Le voile ou le silence posé sur le massacre, le 1er décembre 1944, de Tirailleurs sénégalais par des militaires français à Thiaroye [une banlieue dakaroise] en dit long sur la ‘’contradiction’’ entre la »France des droits de l’homme » et celle qui ‘’exerce un pouvoir violent’’ dénoncée par les premiers intellectuels africains notamment Aimé Césaire, Léopold Sédar Senghor et Frantz Fanon, estime l’historien sénégalais Mamadou Diouf.
Le 1er décembre 1944, des »tirailleurs sénégalais » démobilisés et renvoyés en Afrique après la seconde Guerre mondiale, sont tués par l’Armée coloniale française, alors qu’ils réclamaient le paiement de leurs indemnités et le versement du pécule qui leur était promis depuis des mois par les autorités politiques et militaires de la France.
»C’est la contradiction entre ce qu’ils appellent la France des droits de l’homme, la France idéale, philosophiquement et intellectuellement, et la France historique, qui est la France qui a un empire colonial. Une France qui exerce, en fait, un pouvoir qui est un pouvoir violent’’, a notamment dit l’universitaire lors d’un entretien accordé à l’APS en prélude des commémorations du 80e anniversaire du massacre de Thiaroye.
Si on ne comprend pas que le massacre de Thiaroye est perpétré au même moment où la France fête la libération après l’occupation, la débâcle de 1940, on ne comprendra pas pourquoi la France a tout fait pour qu’on n’en parle pas, a martelé Mamadou Diouf.
Il s’agit, selon l’enseignant chercheur à l’université de Columbia aux Etats Unis, de l’environnement dans lequel il [le massacre de Thiaroye] s’est déroulé.
‘’Et cet environnement, c’est effectivement l’environnement de l’euphorie de la libération, en fait, et de l’arrivée au pouvoir de ce que De Gaulle va appeler les compagnons de la libération, ceux qui se sont battus pour que la France soit libérée’’, a expliqué l’historien ajoutant que c’est pourquoi ‘’ce massacre colonial, comme la plupart des massacres coloniaux, sera en général tu’’ par l’Hexagone.
Le Pr Diouf a toutefois relevé que l’année du massacre est présente dans l’esprit des leaders africains.

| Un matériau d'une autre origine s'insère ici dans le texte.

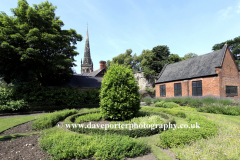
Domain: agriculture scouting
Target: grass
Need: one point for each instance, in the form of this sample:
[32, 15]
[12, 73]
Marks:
[6, 123]
[225, 145]
[13, 136]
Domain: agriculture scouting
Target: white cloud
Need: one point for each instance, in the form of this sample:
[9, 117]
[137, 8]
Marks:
[238, 8]
[225, 13]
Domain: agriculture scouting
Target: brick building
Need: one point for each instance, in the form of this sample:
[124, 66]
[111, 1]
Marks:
[215, 74]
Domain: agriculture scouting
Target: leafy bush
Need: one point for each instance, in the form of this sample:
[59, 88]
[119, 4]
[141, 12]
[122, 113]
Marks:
[165, 110]
[181, 136]
[157, 100]
[89, 117]
[5, 96]
[51, 119]
[159, 104]
[119, 97]
[46, 96]
[65, 145]
[147, 100]
[166, 104]
[220, 109]
[14, 105]
[132, 131]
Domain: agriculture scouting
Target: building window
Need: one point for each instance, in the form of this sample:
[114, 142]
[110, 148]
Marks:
[197, 88]
[231, 90]
[163, 90]
[177, 89]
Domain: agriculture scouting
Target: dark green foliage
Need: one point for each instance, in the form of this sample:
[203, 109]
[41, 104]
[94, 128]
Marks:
[34, 48]
[89, 117]
[189, 55]
[165, 110]
[134, 132]
[65, 145]
[147, 100]
[157, 100]
[119, 96]
[138, 132]
[166, 104]
[220, 109]
[51, 119]
[198, 102]
[46, 96]
[14, 106]
[181, 136]
[7, 104]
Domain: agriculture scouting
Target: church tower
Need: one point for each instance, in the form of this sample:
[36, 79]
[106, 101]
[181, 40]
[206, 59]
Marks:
[87, 65]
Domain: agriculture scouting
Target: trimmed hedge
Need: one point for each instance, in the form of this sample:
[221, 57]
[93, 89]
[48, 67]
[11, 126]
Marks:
[51, 119]
[166, 104]
[64, 145]
[181, 136]
[136, 132]
[165, 110]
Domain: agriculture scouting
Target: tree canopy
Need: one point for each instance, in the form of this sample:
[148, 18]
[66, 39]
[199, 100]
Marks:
[33, 47]
[189, 55]
[234, 46]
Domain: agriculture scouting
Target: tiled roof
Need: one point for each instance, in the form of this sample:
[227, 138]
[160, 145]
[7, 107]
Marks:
[200, 66]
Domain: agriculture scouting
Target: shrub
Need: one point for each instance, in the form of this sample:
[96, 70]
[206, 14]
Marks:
[51, 119]
[119, 97]
[13, 105]
[89, 117]
[65, 145]
[157, 100]
[159, 104]
[181, 136]
[147, 100]
[165, 110]
[220, 109]
[46, 96]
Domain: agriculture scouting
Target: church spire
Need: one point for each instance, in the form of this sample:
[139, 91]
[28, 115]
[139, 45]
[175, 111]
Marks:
[87, 65]
[87, 56]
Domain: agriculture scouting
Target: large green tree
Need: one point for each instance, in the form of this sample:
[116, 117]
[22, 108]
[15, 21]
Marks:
[125, 59]
[33, 47]
[234, 46]
[189, 55]
[154, 60]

Il cite le poème contemporain de Léopold Sédar Senghor écrit en décembre 1944 où il se lamente du massacre de ces anciens soldats prisonniers [la plupart d’entre eux, sinon la quasi-totalité, étaient en prison pendant 4 ans après la débâcle. Et quand ils ont été libérés, ils ont été rapatriés et cantonnés à Thiaroye].

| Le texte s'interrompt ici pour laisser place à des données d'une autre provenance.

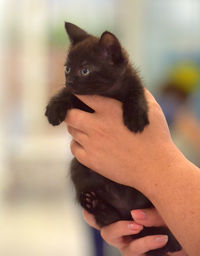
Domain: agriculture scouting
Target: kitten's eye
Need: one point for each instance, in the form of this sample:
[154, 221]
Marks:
[85, 71]
[67, 70]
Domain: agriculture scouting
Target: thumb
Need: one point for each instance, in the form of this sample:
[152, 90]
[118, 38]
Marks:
[148, 217]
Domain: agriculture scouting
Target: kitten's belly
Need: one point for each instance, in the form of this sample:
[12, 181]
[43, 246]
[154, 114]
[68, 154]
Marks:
[115, 199]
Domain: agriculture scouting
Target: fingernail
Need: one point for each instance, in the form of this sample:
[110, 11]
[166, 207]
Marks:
[138, 214]
[134, 226]
[161, 239]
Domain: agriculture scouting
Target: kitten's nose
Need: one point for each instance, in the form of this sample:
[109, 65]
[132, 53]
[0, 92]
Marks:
[69, 82]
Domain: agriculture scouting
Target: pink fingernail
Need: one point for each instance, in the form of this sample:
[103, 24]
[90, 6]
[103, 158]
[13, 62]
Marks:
[138, 214]
[134, 226]
[161, 239]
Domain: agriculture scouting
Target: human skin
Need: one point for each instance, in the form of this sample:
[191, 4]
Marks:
[148, 161]
[115, 233]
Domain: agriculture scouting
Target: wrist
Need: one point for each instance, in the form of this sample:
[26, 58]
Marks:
[156, 168]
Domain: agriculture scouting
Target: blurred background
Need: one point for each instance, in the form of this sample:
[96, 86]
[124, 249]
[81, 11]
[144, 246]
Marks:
[38, 215]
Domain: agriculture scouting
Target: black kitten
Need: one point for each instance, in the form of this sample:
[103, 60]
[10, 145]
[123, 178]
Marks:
[100, 66]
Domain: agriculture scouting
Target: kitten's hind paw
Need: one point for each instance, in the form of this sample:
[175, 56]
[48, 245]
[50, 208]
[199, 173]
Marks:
[89, 201]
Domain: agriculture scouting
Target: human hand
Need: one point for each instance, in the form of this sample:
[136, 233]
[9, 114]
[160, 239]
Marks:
[127, 157]
[116, 233]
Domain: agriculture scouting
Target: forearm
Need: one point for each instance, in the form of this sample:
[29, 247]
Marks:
[174, 190]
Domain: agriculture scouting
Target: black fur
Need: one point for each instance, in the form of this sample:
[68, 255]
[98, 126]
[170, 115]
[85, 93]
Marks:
[110, 75]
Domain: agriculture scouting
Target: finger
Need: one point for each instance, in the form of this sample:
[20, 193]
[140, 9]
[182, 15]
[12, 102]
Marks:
[77, 135]
[147, 217]
[145, 244]
[89, 218]
[78, 151]
[99, 103]
[114, 233]
[78, 119]
[180, 253]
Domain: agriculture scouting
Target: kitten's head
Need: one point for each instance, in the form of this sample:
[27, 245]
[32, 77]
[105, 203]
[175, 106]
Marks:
[93, 65]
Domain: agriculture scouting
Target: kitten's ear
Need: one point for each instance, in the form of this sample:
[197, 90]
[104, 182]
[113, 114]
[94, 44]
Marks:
[111, 48]
[75, 33]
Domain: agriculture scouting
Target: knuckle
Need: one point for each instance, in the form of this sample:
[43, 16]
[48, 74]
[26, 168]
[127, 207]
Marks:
[73, 117]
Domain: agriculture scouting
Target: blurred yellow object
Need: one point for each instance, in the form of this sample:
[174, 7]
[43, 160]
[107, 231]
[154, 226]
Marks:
[186, 76]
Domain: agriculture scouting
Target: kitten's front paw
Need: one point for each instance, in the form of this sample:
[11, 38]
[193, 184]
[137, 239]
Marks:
[55, 112]
[136, 121]
[89, 201]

‘’Donc la première réaction de Senghor, c’est de manifester effectivement sa désapprobation et sa condamnation. Et en 1946, Senghor (alors député à l’Assemblée nationale française) va aussi demander une amnistie’’, s’est-il remémoré.
La deuxième grande réaction qui précède celle de Senghor, souligne Mamadou Diouf, est celle de Lamine Guèye, député maire de Dakar qui demanda, en 1944, la mise en place d’une commission parlementaire pour enquêter sur ce qu’il appelle ‘’l’abominable atrocité et la tuerie de Thiaroye’’.

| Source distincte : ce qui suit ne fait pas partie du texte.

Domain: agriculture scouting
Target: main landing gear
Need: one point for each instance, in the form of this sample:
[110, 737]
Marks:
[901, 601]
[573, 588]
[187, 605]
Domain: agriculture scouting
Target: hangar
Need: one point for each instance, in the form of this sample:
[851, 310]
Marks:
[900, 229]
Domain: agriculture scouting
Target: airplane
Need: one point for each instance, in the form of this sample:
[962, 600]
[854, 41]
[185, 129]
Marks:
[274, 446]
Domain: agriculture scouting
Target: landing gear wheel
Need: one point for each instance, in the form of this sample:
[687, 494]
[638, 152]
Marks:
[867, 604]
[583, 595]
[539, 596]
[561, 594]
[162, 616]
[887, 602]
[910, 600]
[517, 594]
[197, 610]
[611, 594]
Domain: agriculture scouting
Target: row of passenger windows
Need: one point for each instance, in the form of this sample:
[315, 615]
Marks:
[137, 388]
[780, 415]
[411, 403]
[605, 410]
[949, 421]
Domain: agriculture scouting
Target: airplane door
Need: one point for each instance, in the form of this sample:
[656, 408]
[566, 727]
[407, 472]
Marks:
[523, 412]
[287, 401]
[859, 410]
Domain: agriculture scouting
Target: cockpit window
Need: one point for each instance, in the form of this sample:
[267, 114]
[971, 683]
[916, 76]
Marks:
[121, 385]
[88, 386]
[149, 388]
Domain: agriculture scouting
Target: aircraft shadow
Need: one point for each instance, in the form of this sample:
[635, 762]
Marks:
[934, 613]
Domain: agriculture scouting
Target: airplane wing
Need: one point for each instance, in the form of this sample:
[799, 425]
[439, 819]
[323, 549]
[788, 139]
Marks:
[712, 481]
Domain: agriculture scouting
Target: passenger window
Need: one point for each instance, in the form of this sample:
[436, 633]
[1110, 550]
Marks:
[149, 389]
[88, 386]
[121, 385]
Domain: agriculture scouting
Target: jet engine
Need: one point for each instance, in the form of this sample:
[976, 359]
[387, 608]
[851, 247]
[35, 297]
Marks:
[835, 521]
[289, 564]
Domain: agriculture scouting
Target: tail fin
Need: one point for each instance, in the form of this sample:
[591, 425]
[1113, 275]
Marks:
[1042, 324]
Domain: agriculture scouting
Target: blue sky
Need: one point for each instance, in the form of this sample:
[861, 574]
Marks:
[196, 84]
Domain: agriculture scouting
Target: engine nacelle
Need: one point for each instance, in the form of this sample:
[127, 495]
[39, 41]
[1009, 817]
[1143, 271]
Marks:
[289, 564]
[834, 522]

L’universitaire souligne aussi la contribution du dramaturge et homme politique guinéen, Keita Fodéba, auteur de ‘’Aube africaine’’, écrit en 1948. Cette pièce sera représentée dimanche prochain au Grand Théâtre national de Dakar dans le cadre du 80e anniversaire du massacre de Thiaroye.
Le président du comité pour la commémoration du 80e anniversaire du massacre des tirailleurs sénégalais à Thiaroye a relevé tout de même ‘’le silence complice » d’hommes politiques sénégalais une fois au pouvoir.
‘’Et c’est vrai, quand Senghor devient président, il n’en parle pas. Quand il est remplacé par Abdou Diouf, il préside la première du film de Sembene +Camp de Thiaroye+ [le film de Sembene Ousmane et de Thierno Faty Sow sorti en 1988], mais il n’en parle pas. Le film va être interdit par la France pendant 10 ans’’, a fait savoir l’historien.
Il souligne qu’Abdoulaye Wade, en revanche, s’est intéressé aux tirailleurs en initiant une journée qui leur est dédiée. « Mais pour la date, d’après la rumeur, les Français ont exigé qu’ils ne prennent pas le 1er décembre’’, informe le professeur Diouf, ajoutant que c’est à cause de tout cela que « le massacre de Thiaroye s’est dissipé ».
Pour Mamadou Diouf, »cette histoire doit être dévoilée au sens plein du terme. Il va falloir lever le voile, ce voile qui a été posé effectivement par la France »’.